My course of study is a two year masters program in Computational Engineering and Technical Physics, with a minor in Renewable Energy and Energy Efficiency, from Lappeenranta University of Technology (LUT) in Lappeenranta, Finland. LUT’s curricula, centered around clean energy and water, circular economy, and sustainable business and technology are what attract me to the school. In the CIS colloquium my senior year, I enjoyed discussing research problems that focused on global issues related to climate change, so I was excited to find a school where I would be able to continue these conversations while learning technical skills. I plan to use the Fulbright to discuss and develop new global sustainable practices with diverse groups of students, and engage in sustainable materials science research with relevant subject matter experts.

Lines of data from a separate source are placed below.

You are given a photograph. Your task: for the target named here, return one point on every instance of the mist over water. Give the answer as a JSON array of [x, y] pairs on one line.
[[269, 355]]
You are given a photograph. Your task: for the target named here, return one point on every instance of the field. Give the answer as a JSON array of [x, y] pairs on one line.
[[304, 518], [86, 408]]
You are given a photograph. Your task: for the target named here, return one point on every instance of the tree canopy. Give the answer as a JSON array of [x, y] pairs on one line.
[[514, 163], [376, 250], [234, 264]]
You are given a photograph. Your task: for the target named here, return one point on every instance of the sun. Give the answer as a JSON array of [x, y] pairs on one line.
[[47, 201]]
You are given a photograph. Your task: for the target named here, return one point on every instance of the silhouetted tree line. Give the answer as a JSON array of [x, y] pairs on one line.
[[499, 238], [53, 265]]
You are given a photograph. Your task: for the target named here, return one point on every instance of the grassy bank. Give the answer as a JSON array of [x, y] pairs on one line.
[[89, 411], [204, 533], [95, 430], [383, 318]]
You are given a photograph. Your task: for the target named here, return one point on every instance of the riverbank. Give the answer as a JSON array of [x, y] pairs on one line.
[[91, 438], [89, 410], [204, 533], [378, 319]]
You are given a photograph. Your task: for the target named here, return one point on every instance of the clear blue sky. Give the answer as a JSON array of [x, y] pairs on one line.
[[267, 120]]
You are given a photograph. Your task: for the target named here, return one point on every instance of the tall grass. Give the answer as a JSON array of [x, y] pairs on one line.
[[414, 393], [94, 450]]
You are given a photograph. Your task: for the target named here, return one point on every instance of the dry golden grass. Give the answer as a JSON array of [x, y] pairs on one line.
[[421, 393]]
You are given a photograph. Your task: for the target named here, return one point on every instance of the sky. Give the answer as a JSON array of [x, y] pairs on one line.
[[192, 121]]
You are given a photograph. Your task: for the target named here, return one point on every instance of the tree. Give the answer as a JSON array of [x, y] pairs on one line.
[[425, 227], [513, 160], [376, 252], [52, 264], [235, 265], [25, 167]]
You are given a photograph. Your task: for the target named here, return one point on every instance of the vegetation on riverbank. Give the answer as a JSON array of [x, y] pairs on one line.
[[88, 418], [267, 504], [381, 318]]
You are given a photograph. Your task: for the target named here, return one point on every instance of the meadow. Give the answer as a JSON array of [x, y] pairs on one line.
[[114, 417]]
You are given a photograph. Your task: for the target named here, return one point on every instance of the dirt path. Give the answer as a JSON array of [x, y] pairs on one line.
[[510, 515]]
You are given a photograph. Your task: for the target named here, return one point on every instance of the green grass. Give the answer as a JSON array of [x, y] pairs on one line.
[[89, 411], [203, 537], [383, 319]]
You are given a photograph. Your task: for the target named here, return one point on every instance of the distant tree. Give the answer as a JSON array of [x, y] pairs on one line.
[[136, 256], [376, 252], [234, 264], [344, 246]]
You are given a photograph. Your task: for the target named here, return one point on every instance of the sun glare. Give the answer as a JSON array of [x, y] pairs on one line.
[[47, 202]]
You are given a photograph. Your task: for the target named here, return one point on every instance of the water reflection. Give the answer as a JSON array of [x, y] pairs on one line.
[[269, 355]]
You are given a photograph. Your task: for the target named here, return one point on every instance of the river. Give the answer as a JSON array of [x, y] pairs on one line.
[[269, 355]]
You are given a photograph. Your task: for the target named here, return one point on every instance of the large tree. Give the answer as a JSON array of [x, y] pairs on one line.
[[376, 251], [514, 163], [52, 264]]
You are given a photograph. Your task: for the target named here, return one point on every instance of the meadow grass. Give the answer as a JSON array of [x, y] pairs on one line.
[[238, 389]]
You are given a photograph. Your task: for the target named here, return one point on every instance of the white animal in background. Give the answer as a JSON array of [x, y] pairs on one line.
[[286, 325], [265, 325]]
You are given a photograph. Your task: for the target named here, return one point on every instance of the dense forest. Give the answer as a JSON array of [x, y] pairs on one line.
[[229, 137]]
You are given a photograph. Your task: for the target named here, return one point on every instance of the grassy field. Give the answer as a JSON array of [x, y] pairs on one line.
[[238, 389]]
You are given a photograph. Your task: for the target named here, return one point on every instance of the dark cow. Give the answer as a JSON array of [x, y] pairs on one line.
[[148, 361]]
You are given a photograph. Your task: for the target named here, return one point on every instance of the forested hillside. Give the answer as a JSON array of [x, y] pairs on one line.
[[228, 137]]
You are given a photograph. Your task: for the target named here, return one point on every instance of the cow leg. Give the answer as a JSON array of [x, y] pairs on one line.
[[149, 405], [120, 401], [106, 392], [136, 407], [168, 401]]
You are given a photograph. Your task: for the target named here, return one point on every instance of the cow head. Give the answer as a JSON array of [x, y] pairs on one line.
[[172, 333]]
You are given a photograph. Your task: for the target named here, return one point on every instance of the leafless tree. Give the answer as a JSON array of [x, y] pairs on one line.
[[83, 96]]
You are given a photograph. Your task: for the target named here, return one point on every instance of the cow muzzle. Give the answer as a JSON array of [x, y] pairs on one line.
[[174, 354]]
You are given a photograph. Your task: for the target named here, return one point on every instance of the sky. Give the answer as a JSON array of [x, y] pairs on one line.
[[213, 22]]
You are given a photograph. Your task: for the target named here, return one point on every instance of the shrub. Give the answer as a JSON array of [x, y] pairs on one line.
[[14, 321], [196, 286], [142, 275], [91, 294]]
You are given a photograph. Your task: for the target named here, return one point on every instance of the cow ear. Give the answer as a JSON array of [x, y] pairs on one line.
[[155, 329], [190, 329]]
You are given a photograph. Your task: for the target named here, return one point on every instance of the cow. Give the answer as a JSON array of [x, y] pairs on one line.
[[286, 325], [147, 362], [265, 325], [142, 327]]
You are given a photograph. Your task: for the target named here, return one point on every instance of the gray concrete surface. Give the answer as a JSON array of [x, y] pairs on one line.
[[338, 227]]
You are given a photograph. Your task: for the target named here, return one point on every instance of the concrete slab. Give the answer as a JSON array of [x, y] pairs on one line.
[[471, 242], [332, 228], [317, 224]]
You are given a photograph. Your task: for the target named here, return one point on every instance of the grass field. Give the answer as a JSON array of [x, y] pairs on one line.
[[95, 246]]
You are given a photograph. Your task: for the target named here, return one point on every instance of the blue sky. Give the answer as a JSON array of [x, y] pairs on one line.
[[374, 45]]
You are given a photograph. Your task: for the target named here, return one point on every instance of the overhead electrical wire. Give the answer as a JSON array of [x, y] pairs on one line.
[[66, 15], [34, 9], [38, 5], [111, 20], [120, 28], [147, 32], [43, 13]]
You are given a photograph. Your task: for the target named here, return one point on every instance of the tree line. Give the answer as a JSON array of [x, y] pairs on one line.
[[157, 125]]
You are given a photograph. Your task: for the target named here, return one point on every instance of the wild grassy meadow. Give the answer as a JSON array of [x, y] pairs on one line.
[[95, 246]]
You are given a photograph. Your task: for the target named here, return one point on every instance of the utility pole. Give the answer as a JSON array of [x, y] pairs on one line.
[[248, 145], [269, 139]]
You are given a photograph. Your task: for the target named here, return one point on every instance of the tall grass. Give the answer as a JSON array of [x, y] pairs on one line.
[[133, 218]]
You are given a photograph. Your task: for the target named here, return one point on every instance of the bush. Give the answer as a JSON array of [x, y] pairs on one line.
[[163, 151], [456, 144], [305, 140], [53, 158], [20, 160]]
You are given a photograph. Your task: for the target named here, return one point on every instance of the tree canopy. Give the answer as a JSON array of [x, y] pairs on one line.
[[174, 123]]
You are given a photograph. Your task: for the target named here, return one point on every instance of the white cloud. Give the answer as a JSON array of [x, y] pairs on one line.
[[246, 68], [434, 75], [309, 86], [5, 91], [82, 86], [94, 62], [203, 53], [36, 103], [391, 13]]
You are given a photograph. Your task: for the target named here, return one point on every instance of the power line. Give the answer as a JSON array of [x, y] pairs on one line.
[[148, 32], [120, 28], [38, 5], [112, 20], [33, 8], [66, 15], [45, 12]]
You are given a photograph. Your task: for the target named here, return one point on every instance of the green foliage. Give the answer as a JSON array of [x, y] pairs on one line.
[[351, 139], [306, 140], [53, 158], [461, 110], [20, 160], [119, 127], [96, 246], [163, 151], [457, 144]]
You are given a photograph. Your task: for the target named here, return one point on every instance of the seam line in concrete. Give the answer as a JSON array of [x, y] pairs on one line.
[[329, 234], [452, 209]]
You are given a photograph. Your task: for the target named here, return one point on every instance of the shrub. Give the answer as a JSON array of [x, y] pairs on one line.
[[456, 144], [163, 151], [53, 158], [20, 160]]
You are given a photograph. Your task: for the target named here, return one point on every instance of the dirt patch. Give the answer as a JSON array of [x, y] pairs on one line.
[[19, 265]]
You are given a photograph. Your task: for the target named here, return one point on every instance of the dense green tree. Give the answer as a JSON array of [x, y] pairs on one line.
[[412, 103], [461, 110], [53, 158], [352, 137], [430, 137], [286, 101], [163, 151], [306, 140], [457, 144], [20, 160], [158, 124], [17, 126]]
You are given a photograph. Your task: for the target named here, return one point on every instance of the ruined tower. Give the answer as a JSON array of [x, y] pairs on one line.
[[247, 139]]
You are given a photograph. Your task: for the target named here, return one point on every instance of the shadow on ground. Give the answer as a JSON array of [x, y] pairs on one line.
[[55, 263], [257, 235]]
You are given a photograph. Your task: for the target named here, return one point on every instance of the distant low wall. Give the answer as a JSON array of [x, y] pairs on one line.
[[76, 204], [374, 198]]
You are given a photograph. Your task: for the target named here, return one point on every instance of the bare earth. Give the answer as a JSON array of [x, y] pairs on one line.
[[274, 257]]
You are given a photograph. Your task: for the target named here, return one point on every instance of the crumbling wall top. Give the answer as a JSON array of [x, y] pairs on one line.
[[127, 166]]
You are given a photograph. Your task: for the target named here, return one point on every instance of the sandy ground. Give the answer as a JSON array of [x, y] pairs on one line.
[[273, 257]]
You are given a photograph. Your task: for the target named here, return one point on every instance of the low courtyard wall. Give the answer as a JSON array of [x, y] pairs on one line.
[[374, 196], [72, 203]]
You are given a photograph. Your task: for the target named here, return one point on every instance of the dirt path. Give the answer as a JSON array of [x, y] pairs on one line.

Advice for future applicants: Reach out to other applicants in the same cycle. Get in contact with current grantees in your proposed country, ask them questions, and take a look at their essays. Try to identify, rather than compare, with their stories. Watch the YouTube videos on how to write a good Fulbright essay, and go through many drafts each of your personal statement and statement of purpose. I had friends, family, and academic advisors read my application. Look a little bit into the country’s culture, history, politics, language. Treat the application process as a learning experience.